And then I found the one.


It was a 1.3-acre piece of waterfront land looking out at four miles of Pamlico River, the river I grew up on swimming and fishing. It had enough land for me to put multiple little vacation spots on—a three-bedroom house, a camper or tiny home, and maybe even a yurt (which are surprisingly popular right now).


It was adjacent to the ferry that took people from one side of the river to the other and while that could be a deterrent for some people, I was going to lean into it and make it part of the property’s story. I’d call it the “Ferry Keeper’s Cabin.” Short-term guests love that sort of stuff.


And the absolute best part about this property is that it had its own river beach. Most riverfront properties down there have rock or bulkheads, but this had a 280-foot cove of sandy beach. A private beach looking out at four miles of water. The picture would sell itself.


I made an offer and it got accepted that day. I went to work on my plan immediately


I called tiny home builders, manufactured home dealers, RV/camper owners, and everyone in between to figure out how I could best make this work. I got estimates for septic systems, electric hookup, driveway installation, and more.


I created the vision. I even started naming little parts of the property.


I fell in love.


Not only would this be an income-producing property for me, but it would also be a vacation home for my family to spend weekends on the river that meant so much to me.

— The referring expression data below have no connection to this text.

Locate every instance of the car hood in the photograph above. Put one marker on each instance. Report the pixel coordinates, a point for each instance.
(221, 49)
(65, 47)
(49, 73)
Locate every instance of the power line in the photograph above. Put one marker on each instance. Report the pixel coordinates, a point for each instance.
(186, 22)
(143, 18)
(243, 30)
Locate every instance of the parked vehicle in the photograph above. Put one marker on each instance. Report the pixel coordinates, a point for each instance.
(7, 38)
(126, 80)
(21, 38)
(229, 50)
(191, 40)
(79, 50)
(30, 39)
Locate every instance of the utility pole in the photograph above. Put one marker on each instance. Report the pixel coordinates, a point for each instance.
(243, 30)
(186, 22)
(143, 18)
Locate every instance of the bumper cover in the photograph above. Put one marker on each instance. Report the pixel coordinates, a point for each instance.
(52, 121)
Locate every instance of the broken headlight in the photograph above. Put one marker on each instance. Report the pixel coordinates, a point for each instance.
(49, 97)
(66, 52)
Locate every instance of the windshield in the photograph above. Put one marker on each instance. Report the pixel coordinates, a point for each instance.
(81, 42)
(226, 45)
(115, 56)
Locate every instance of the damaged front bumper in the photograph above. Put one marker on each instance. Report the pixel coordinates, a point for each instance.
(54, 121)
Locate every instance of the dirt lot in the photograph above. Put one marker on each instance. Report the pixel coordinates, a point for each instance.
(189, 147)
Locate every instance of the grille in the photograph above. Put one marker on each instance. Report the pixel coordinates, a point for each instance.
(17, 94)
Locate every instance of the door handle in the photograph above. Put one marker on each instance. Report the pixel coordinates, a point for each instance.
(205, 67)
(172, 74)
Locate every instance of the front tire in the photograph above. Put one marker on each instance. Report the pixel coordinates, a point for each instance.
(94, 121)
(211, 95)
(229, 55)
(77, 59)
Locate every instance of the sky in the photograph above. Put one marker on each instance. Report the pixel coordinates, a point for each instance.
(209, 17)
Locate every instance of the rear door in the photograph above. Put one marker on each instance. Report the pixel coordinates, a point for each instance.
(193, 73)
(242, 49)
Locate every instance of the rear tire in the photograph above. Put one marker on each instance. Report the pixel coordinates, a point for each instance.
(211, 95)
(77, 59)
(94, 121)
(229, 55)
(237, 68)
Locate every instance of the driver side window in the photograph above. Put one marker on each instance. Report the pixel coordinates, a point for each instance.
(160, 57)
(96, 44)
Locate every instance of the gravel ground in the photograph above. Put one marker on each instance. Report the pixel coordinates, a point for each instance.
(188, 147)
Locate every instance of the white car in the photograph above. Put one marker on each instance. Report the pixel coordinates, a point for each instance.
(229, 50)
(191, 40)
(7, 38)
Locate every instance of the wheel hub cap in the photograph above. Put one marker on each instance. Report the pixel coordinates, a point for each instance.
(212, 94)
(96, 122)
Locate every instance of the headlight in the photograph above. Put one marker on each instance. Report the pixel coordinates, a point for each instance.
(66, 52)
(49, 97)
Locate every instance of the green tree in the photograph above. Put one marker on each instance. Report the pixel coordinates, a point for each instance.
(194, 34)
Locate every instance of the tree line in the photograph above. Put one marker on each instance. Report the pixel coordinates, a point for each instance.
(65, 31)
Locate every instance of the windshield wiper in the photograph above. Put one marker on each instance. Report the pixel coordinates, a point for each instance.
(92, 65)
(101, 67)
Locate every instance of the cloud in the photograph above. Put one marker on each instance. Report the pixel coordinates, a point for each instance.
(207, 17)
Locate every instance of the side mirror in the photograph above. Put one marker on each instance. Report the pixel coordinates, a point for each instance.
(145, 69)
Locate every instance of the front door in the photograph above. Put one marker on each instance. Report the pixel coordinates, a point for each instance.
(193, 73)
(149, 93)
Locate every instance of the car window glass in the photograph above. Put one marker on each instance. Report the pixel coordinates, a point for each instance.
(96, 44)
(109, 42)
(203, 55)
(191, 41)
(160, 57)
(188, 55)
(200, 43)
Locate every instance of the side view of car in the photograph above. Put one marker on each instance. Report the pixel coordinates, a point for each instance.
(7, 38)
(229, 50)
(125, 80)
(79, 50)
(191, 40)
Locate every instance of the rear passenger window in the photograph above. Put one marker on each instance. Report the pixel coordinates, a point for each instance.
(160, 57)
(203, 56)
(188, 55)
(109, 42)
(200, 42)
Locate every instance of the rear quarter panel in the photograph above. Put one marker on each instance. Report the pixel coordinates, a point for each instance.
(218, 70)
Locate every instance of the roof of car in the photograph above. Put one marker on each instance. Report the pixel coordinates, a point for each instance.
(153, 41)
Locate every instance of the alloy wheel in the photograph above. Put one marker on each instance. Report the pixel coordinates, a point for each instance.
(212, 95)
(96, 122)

But then I went away for this three-day trip for our first founders' meeting of this new business.


And we determined, as a group, that we all needed “skin in the game.” This meant something needed to be at stake and it needed to hurt if we lost it. So we all decided to make a significant monetary investment in this venture as a sign of our commitment to the idea.

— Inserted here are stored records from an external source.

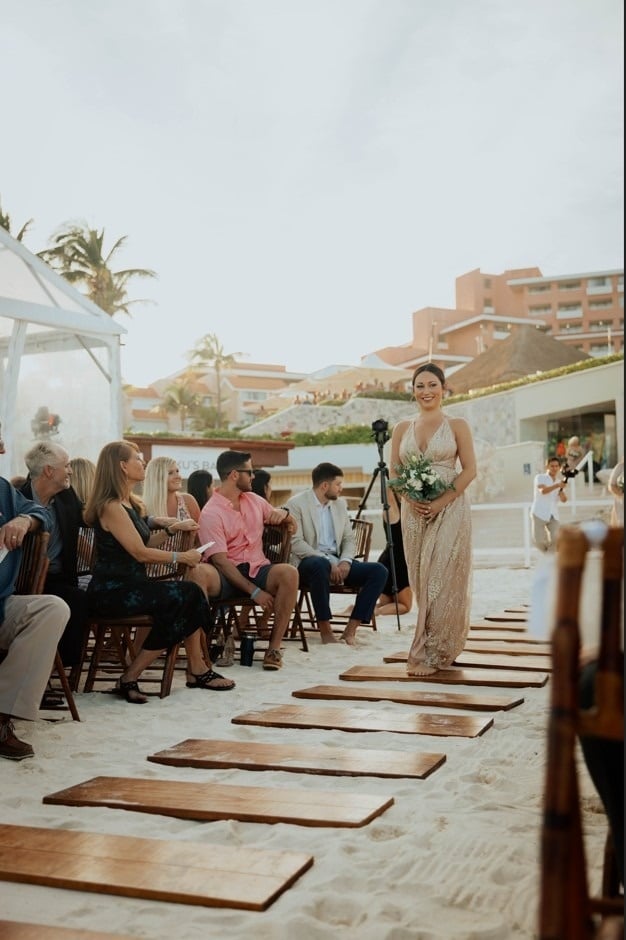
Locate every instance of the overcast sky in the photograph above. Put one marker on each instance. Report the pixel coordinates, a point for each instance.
(303, 174)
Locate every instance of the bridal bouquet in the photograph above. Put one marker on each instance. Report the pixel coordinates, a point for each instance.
(417, 480)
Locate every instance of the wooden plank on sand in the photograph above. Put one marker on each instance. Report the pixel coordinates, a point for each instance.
(487, 660)
(519, 638)
(509, 616)
(479, 703)
(341, 718)
(160, 870)
(453, 676)
(12, 930)
(512, 647)
(499, 625)
(210, 801)
(504, 661)
(315, 759)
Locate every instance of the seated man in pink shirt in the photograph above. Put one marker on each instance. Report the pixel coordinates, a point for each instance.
(233, 519)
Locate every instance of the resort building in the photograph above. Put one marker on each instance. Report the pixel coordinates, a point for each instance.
(585, 311)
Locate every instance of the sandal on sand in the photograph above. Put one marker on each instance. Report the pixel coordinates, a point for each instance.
(130, 691)
(207, 680)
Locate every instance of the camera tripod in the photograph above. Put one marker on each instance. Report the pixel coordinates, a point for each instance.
(382, 471)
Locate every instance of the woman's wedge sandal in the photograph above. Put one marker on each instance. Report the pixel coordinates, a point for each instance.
(206, 680)
(131, 692)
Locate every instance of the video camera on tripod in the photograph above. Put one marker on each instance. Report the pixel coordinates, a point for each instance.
(380, 431)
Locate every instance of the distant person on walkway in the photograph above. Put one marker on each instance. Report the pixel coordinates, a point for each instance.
(574, 454)
(616, 488)
(548, 492)
(323, 550)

It was the most I’d ever invested at a single time.


But I was investing in myself and my team and I believed in what we were building.


Then it hit me like a ton of brick. I couldn’t do both this and the river beach.

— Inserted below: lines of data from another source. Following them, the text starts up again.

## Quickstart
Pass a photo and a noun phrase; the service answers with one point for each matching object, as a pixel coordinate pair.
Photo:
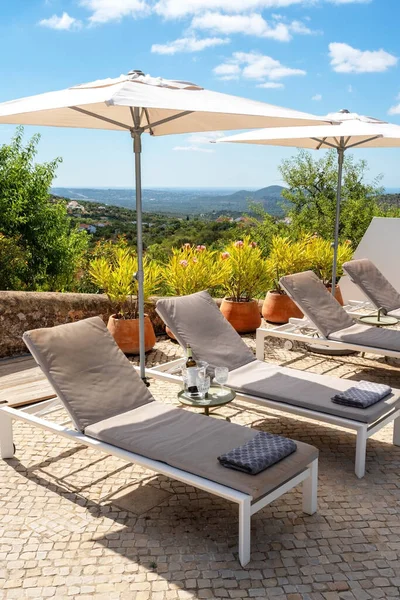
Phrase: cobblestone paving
(76, 524)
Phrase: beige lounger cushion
(373, 283)
(196, 320)
(192, 443)
(305, 390)
(314, 300)
(367, 335)
(87, 370)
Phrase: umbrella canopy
(138, 103)
(167, 107)
(355, 130)
(349, 131)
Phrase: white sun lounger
(374, 285)
(197, 321)
(113, 411)
(327, 323)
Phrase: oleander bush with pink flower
(192, 269)
(245, 273)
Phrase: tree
(51, 245)
(312, 185)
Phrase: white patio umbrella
(351, 131)
(138, 103)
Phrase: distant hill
(182, 201)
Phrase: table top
(383, 321)
(214, 397)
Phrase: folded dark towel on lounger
(362, 395)
(256, 455)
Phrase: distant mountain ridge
(182, 201)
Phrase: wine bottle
(191, 369)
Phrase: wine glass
(203, 385)
(221, 377)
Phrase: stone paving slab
(61, 534)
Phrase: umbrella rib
(371, 139)
(100, 117)
(146, 112)
(322, 142)
(168, 119)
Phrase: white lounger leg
(361, 451)
(244, 531)
(310, 489)
(6, 438)
(396, 431)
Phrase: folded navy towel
(363, 395)
(256, 455)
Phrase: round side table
(214, 399)
(379, 320)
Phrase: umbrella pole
(137, 148)
(340, 152)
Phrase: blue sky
(312, 55)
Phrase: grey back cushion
(196, 320)
(312, 297)
(373, 283)
(87, 370)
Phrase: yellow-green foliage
(193, 269)
(246, 276)
(320, 257)
(286, 258)
(114, 273)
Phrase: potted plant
(114, 274)
(192, 269)
(320, 254)
(245, 279)
(286, 258)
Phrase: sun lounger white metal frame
(165, 372)
(306, 331)
(247, 507)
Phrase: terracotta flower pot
(169, 333)
(279, 308)
(126, 333)
(243, 316)
(338, 293)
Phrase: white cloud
(205, 138)
(189, 44)
(65, 22)
(271, 85)
(104, 11)
(252, 65)
(192, 149)
(346, 59)
(249, 24)
(174, 9)
(195, 141)
(227, 71)
(395, 110)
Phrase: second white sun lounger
(113, 411)
(196, 320)
(374, 285)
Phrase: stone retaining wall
(21, 311)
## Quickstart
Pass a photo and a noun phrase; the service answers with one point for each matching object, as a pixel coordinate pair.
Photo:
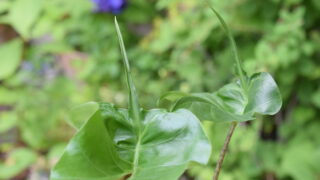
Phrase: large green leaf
(237, 101)
(115, 143)
(232, 102)
(10, 54)
(106, 147)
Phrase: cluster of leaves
(49, 37)
(156, 144)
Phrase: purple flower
(113, 6)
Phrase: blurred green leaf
(10, 54)
(17, 161)
(82, 113)
(23, 14)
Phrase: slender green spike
(233, 45)
(134, 107)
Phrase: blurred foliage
(57, 54)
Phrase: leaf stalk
(224, 150)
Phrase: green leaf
(82, 113)
(17, 161)
(116, 143)
(232, 102)
(23, 14)
(107, 148)
(134, 107)
(10, 54)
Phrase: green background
(57, 54)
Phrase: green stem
(224, 150)
(233, 46)
(134, 107)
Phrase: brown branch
(224, 150)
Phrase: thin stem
(134, 107)
(224, 150)
(233, 45)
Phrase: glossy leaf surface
(106, 147)
(232, 102)
(114, 143)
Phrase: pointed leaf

I had the money for one or the other. And I certainly didn’t have the time to pursue both while still making the money I needed to make to cover my bills and expenses.


I didn’t know what to do. I had done a lot of pre-work already for the river property and I’d paid my due diligence and earnest money deposits. But I could afford to sacrifice those things. The hard part was how much I had already emotionally invested. That, I didn’t feel like I could lose.


I wanted to cry.


But I didn’t have time to. I had to make the decision before I left the next day.


The out-of-pocket monetary cost would be about the same. Both would require a lot of my time. And I was very interested in pursuing both, outside of their ability to generate income for me.


But one would change my year. The other could change my entire life.


So I chose the one that could change my life and hoped that if it was meant to be, another sandy river beach (metaphorically and/or literally) would present itself to me in the future.


The word “decide” derives from the Latin roots, de (“off) and cadere (“to cut”). It literally means that when we decide on something, we “cut off” all other options except those that matter most.


There is no success without some sort of sacrifice.


And a sacrifice cannot be made without a clear and clean decision to do so.